All crystal oscillators are based on the very stable frequency vibrations of a piezoelectric quartz crystal resonator. Usually, the crystals and their associated circuitry are carefully designed and crafted so that the quartz crystal will vibrate only at the one desired resonant frequency. A stand-alone crystal oscillator can hold a frequency stability of better than ±50 ppm over the wide military temperature range of -55 to +125 degrees C, which is good enough for most electronics applications. 

If very high stability is needed, an oven-controlled crystal oscillator uses the technique of putting the crystal inside a very precisely controlled oven, which can achieve about three orders of magnitude better frequency stability over temperature. OCXOs typically have higher performance for other important oscillator parameters including phase noise, jitter and long-term stability (aging). However, the OCXO comes at the cost of a lot more size, weight and power consumption. A typical OCXO draws at least a few watts of power, while the power consumption of XOs (simple crystal oscillators) is measured in milliwatts.

The Benefits of MCXOs

The driving purpose of the MCXO is to achieve the performance of the OCXO, but with much lower power consumption and much faster warm-up (the time it takes an oscillator to reach its required stability after turn-on). The deceptively simple method the MCXO uses to do this is to operate the quartz crystal resonator at two different frequencies at the same time.

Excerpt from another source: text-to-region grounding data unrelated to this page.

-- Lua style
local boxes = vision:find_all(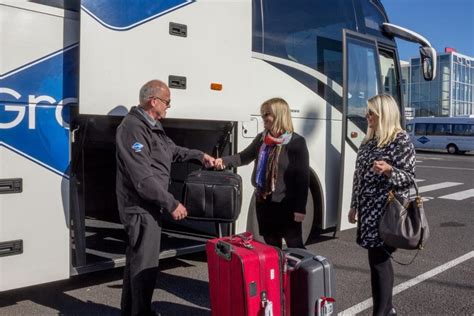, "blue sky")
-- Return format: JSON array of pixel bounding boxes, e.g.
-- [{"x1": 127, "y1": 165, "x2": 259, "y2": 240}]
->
[{"x1": 382, "y1": 0, "x2": 474, "y2": 61}]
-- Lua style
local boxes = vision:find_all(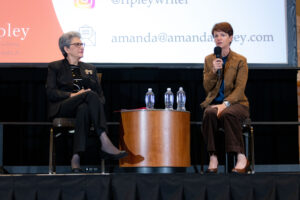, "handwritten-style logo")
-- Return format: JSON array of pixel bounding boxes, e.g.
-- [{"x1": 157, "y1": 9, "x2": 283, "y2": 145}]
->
[{"x1": 74, "y1": 0, "x2": 95, "y2": 9}]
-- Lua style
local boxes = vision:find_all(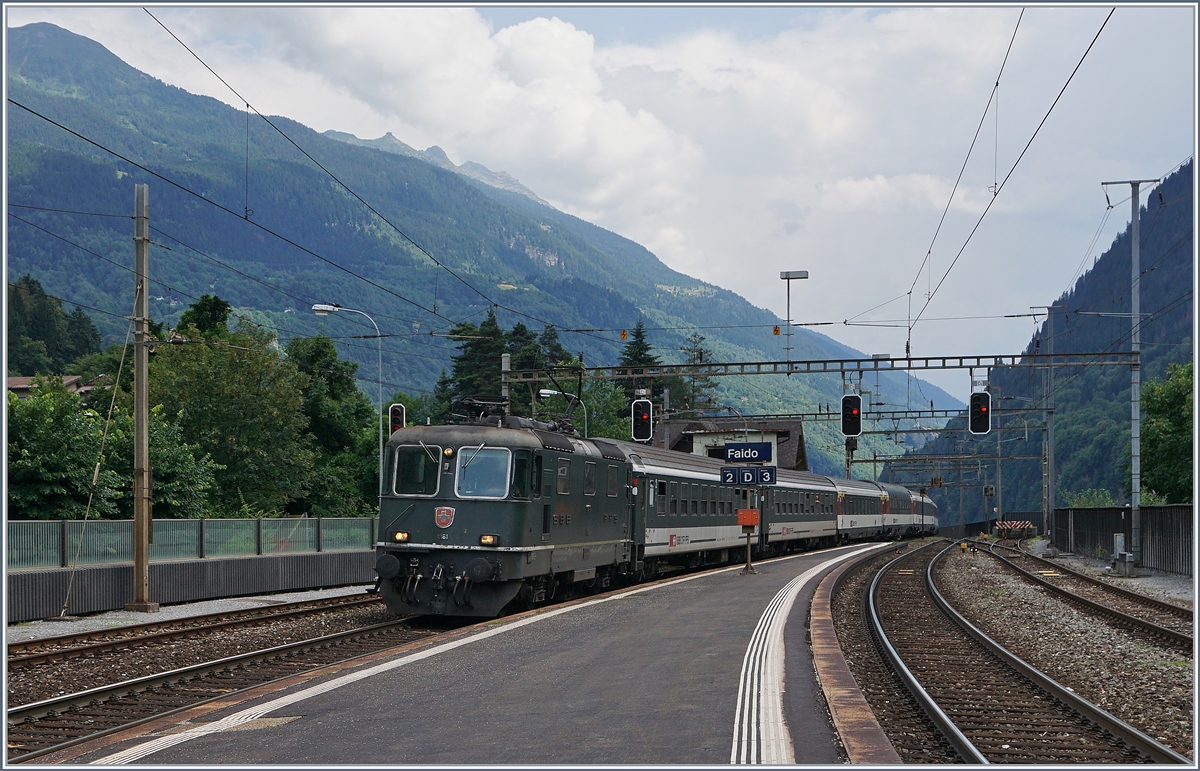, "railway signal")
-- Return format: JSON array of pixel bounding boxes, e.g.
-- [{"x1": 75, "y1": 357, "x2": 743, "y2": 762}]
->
[
  {"x1": 840, "y1": 394, "x2": 862, "y2": 437},
  {"x1": 388, "y1": 403, "x2": 407, "y2": 434},
  {"x1": 631, "y1": 399, "x2": 653, "y2": 442},
  {"x1": 969, "y1": 392, "x2": 991, "y2": 434}
]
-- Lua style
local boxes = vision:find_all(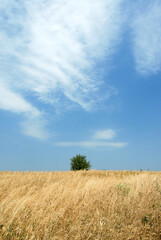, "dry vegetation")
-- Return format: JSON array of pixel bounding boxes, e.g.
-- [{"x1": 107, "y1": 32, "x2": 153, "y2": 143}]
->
[{"x1": 0, "y1": 170, "x2": 160, "y2": 240}]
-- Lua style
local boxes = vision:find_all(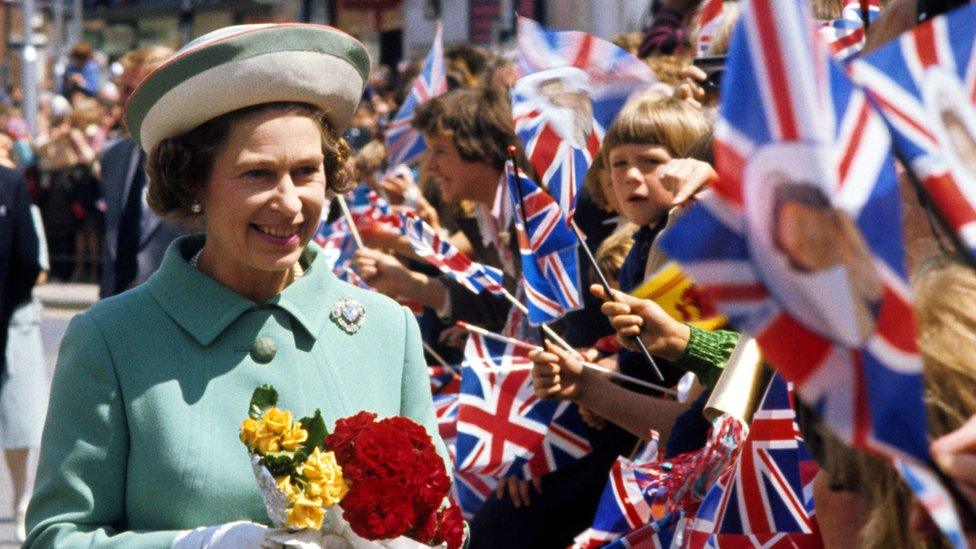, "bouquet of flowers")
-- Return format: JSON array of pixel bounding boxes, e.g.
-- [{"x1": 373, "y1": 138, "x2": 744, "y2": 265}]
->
[{"x1": 241, "y1": 386, "x2": 463, "y2": 548}]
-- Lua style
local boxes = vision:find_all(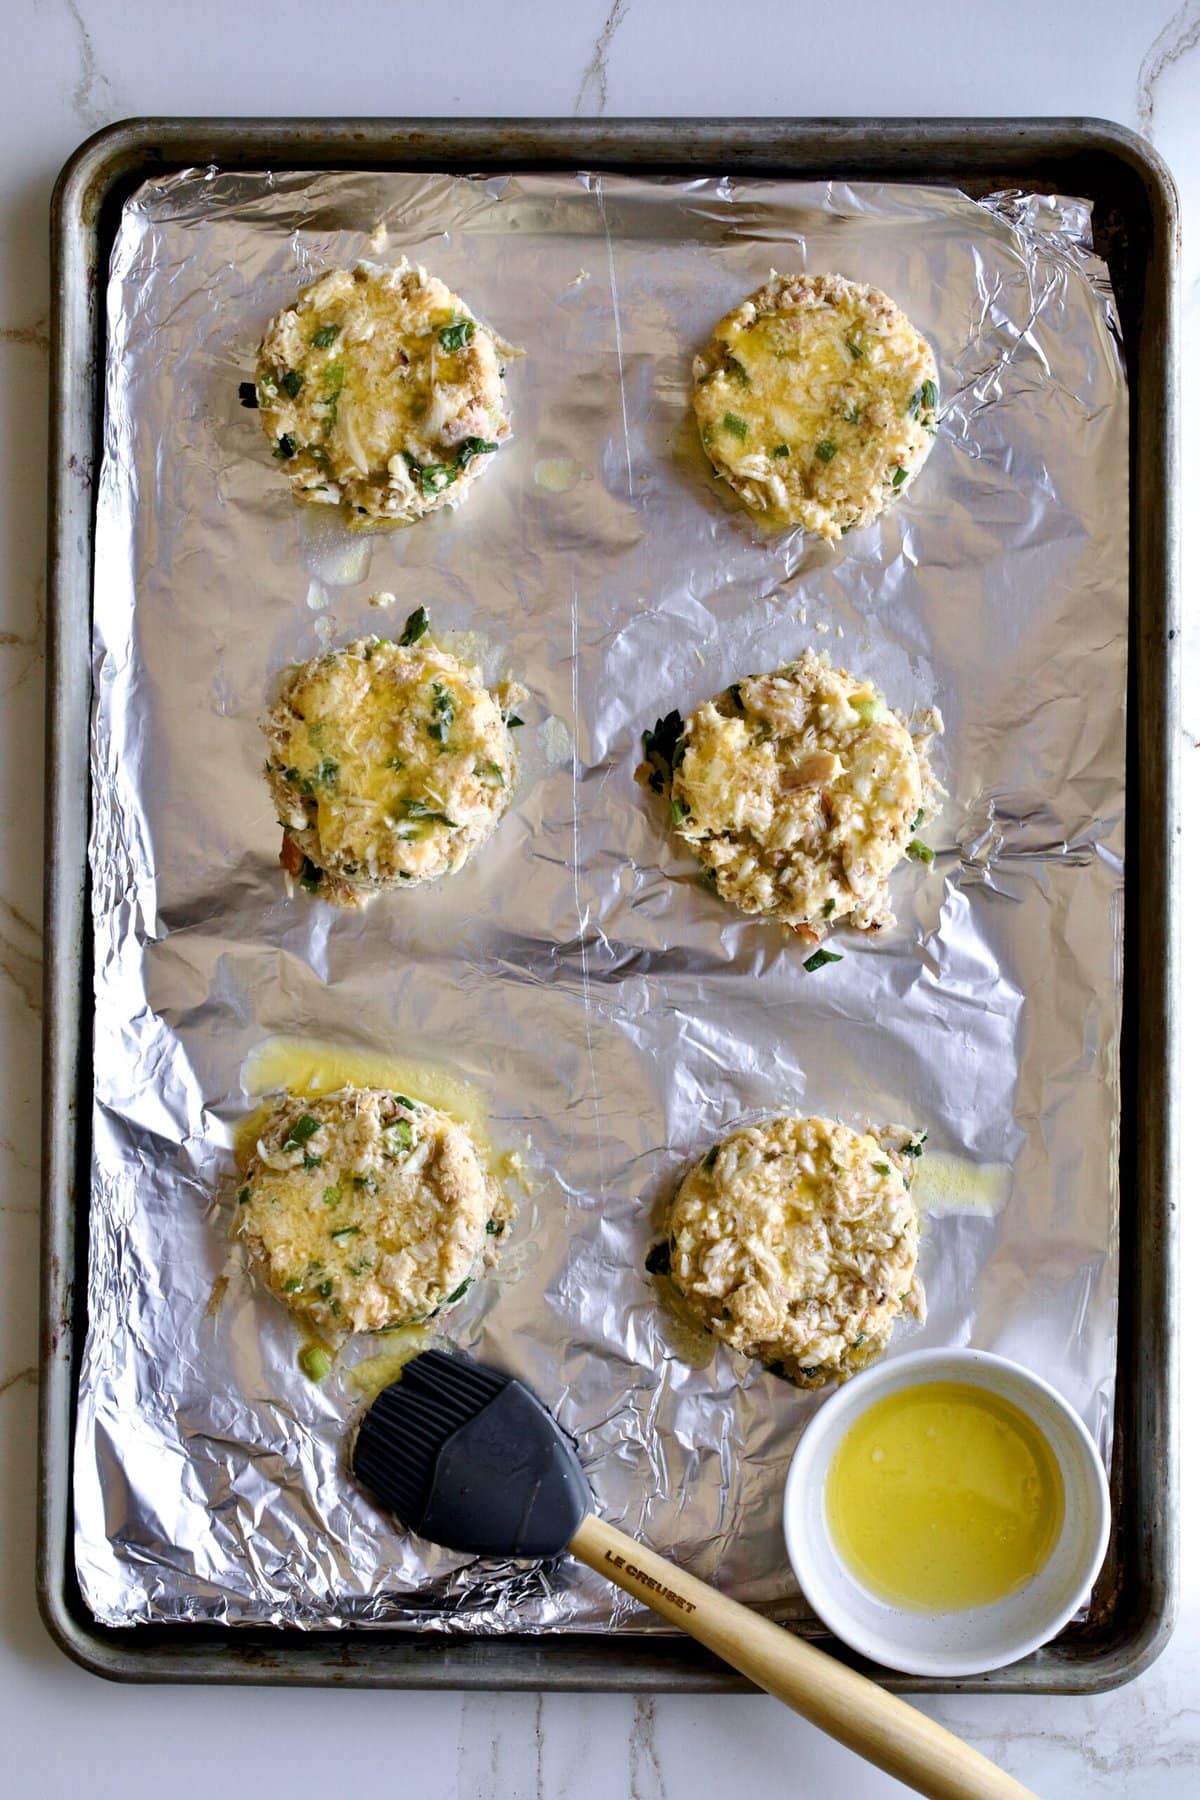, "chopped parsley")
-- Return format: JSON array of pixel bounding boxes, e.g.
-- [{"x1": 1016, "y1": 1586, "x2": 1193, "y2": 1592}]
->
[
  {"x1": 311, "y1": 324, "x2": 340, "y2": 349},
  {"x1": 803, "y1": 947, "x2": 844, "y2": 973},
  {"x1": 283, "y1": 1115, "x2": 321, "y2": 1151},
  {"x1": 399, "y1": 604, "x2": 430, "y2": 647},
  {"x1": 439, "y1": 318, "x2": 475, "y2": 352},
  {"x1": 722, "y1": 412, "x2": 748, "y2": 440},
  {"x1": 279, "y1": 369, "x2": 303, "y2": 399},
  {"x1": 428, "y1": 681, "x2": 454, "y2": 745},
  {"x1": 641, "y1": 710, "x2": 684, "y2": 795},
  {"x1": 815, "y1": 439, "x2": 838, "y2": 463}
]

By doing this, and by manipulating the data thus created, the MCXO crystal becomes a self-sensing thermometer; that is, the crystal essentially tells us exactly what its temperature is at any given moment, and to a very high degree of precision and thereby allowing the frequency to be more precisely compensated. It also uses much less power than an OCXO.

Every OCXO requires a separate temperature sensor to precisely monitor the temperature of the quartz crystal resonator. In the case of the OCXO, one must know the crystal temperature in order to continually correct that temperature to the desired oven temperature. The difficulty is that the temperature sensor can not be mounted on the actual crystal resonator, because of mass loading and contamination effects, but instead must be mounted on the outside of the crystal’s hermetically sealed package, and because of the thermal time lag the thermometer will never actually be at the exact crystal resonator’s temperature.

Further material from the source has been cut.